Space in Prison for the Arts and Creative Expression (SPACE) is a partnership of the Swearer Center for Service at Brown University and the Rhode Island Adult Correctional Institute (ACI), founded in 1992 by a group of women from Brown interested in working in the Women's Division of the ACI. Since that time, the program has offered theater, dance/movement, creative writing, and visual arts workshops to female inmates of the medium and minimum security facilities, and expanded, in 2003, to include writing workshops in the Men's Division. In both Men's and Women's programs, Brown students and inmates explore the arts as a medium for expression, enjoyment, and personal reflection. Teams of volunteers conduct evening workshops in creative writing, movement, and theater. The program, like others at the Swearer Center, is coordinated by undergraduate students, who support a team of student volunteers.

SPACE works to engender a supportive environment where inmates can explore their creative abilities and personal voice. In teams of two or three, Brown students design and lead weekly workshops, emphasizing participation, performance, play, collaboration, reflection, skill-building and creative expression within a safe and constructive space. Workshop participants explore prose, poetry, essays, and other genres, and experiment with dance, music, drawing, theater games, and improvisation. SPACE produces a journal of inmates' work and students' reflections, and a performance event each spring.

In addition to their workshops within the prison, SPACE volunteers meet weekly to discuss their work and to participate in on-going trainings regarding issues affecting incarcerated men and women. Participants utilize these meetings to address logistic concerns, but also to share ideas, often inviting area artists and educators into conversations and hands on work with a variety of media.

Most recently, SPACE Outside was developed to provide opportunities for students to work with ex-offenders to explore the arts as a medium for expression and reflection in community settings. Informed by the rationale that ex-offenders are also in need of safe spaces in which to reflect upon changes in their lives, SPACE Outside has partnered with existing community agencies working with re-entering ex-offenders.

Coordinators of all three SPACE programs meet weekly with full time staff of the Swearer Center for Public Service as part of the Center's model of utilizing learning communities to further student coordinators' understandings of what it means to do service. Staff and coordinators jointly plan conversations - utilizing readings, reflections and ongoing issues to shape the learning community's trajectory through the academic year. Depending on students' particular areas of interest, these conversations span topics that include health care in prison, prison abolition, writing and "for credit" adult education, voting rights for ex-offenders and impacts of violence on learning.

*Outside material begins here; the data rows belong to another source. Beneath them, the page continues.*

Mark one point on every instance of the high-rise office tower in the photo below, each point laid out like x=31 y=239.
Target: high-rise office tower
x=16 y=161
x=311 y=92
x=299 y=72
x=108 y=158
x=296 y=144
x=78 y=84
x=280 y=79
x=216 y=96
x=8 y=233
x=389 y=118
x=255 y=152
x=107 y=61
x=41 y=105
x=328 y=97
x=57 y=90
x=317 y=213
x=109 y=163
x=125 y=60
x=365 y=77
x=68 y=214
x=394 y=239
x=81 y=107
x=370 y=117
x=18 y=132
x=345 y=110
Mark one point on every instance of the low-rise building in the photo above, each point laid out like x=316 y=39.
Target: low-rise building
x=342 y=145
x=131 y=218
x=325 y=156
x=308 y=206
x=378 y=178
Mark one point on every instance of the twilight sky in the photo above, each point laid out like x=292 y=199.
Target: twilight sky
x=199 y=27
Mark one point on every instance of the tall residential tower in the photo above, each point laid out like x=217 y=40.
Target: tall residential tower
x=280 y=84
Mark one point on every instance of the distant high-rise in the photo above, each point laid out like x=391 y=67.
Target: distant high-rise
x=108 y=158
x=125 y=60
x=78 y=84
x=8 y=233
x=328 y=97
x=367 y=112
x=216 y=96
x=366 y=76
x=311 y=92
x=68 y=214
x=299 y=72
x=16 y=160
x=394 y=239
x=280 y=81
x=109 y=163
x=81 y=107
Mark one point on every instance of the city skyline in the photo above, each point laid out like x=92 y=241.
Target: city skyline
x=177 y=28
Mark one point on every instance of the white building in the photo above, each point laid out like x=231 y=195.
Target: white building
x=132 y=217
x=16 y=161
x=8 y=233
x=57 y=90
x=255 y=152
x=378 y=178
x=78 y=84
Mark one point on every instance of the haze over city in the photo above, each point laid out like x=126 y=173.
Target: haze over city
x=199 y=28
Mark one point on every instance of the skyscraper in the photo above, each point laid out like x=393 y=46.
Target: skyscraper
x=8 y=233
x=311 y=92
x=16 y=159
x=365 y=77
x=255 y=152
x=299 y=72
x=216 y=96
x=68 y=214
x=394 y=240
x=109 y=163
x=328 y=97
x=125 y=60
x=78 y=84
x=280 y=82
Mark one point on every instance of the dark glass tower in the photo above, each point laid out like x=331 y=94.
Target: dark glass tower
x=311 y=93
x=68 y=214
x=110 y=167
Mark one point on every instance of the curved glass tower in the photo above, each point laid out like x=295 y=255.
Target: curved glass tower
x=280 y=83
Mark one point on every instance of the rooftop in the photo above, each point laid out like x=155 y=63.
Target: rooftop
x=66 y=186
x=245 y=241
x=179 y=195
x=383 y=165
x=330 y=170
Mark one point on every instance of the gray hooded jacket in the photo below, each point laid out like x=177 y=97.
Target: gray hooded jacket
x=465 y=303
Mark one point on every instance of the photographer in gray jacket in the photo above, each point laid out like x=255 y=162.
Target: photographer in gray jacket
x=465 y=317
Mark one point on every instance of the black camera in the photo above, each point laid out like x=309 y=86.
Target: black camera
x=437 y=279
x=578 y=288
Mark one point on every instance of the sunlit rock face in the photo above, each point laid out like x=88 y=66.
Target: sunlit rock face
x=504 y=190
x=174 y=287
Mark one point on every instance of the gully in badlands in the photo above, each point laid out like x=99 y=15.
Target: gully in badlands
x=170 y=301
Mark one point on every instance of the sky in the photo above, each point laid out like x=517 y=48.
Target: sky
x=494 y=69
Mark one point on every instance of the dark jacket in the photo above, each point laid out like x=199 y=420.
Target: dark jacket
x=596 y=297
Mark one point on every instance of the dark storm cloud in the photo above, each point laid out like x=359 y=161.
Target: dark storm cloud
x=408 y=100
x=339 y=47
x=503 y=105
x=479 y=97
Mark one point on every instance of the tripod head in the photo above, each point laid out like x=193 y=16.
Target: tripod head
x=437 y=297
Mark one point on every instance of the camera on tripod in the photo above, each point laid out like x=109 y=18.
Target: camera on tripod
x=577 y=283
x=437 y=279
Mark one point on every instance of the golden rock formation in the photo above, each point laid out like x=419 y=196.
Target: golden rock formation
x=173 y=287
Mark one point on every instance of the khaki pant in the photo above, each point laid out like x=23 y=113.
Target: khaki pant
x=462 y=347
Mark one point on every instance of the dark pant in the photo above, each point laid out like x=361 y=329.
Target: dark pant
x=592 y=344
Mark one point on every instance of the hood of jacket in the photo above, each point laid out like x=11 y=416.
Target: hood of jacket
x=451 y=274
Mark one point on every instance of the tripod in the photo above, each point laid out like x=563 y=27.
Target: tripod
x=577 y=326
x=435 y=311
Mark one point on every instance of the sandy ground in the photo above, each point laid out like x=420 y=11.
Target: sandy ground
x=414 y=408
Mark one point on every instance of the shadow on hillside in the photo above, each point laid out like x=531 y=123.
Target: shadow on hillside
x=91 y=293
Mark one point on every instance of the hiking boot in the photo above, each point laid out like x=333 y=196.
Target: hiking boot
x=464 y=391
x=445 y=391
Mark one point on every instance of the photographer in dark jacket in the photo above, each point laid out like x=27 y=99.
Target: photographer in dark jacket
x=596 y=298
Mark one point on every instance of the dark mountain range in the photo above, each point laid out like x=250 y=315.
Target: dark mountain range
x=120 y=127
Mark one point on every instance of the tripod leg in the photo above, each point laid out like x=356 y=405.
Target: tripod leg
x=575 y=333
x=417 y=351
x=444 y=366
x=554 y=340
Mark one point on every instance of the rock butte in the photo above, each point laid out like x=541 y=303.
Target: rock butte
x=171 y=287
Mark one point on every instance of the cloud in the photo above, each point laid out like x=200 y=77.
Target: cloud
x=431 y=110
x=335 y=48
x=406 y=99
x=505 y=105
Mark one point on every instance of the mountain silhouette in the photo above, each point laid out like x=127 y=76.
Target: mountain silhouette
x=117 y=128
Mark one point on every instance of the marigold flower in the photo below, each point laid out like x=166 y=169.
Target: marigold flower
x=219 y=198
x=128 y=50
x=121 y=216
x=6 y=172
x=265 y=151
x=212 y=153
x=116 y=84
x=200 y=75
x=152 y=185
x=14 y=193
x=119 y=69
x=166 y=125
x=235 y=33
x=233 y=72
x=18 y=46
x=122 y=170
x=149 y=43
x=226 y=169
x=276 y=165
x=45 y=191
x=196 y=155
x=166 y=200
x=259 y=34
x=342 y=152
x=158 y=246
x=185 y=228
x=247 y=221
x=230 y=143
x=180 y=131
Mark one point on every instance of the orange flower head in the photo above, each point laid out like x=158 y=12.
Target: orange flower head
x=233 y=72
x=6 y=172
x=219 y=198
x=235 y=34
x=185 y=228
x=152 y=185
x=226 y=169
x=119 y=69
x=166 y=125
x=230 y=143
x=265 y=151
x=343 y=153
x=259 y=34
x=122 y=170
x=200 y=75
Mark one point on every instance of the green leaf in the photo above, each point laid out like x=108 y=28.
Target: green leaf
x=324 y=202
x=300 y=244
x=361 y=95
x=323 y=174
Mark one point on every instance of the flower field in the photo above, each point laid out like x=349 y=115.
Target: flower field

Measuring the impact of the program is more art than science. For some inmate participants, the workshops represent a welcome release from the day-to-day routine of life in prison. For others, the making of art and prose comprise a small part of a general process of learning, reflecting and carrying on under difficult circumstances.

SPACE makes no claims to help or hinder the 'rehabilitation' process, but does commit itself to being present to the needs and strengths of those inmates and ex-offenders with whom it works. The transformative effect of the work on undergraduates - both their creative practice and hands-on work with communities - informs choices they make and is evidenced in further study and employment directions they pursue after leaving the university.